Item 5. Interests of Named Experts and Counsel.
Not applicable.
Item 6. Indemnification of Directors and Officers.
Registrant's Restated Articles of Incorporation provides that any
director or officer of the Registrant who is made a party to any action, suit or
proceeding in connection with services to the Registrant or its subsidiaries
will be indemnified against expenses, judgments, fines and amounts paid in
settlement to the maximum extent permitted by Missouri Law.
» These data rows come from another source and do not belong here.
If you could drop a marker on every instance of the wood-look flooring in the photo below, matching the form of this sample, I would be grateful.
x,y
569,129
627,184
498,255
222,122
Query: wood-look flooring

Section 351.355(l) of the General and Business Corporation Law of
Missouri ("MGBCL") provides that a corporation may indemnify a director,
officer, employee or agent of the corporation in any action, suit or proceeding
other than an action by or in the right of the corporation, against expenses
(including attorney's fees), judgments, fines and settlement amounts actually
and reasonably incurred by him in connection with such action, suit or
proceeding if he acted in good faith and in a manner he reasonably believed to
be in or not opposed to the best interests of the corporation and, with respect
to any criminal action, had no reasonable cause to believe his conduct was
unlawful. Section 351.355(2) of the MGBCL provides that the corporation may
indemnify any such person in any action or suit by or in the right of the
corporation against expenses (including attorneys' fees) and settlement amounts
actually and reasonably incurred by him in connection with the defense or
settlement of the action or suit if he acted in good faith and in a manner he
reasonably believed to be in or not opposed to the best interest of the
corporation, except that he may not be indemnified in respect of any matter in
which he has been adjudged liable for negligence or misconduct in the
performance of his duty to the corporation, unless authorized by the court.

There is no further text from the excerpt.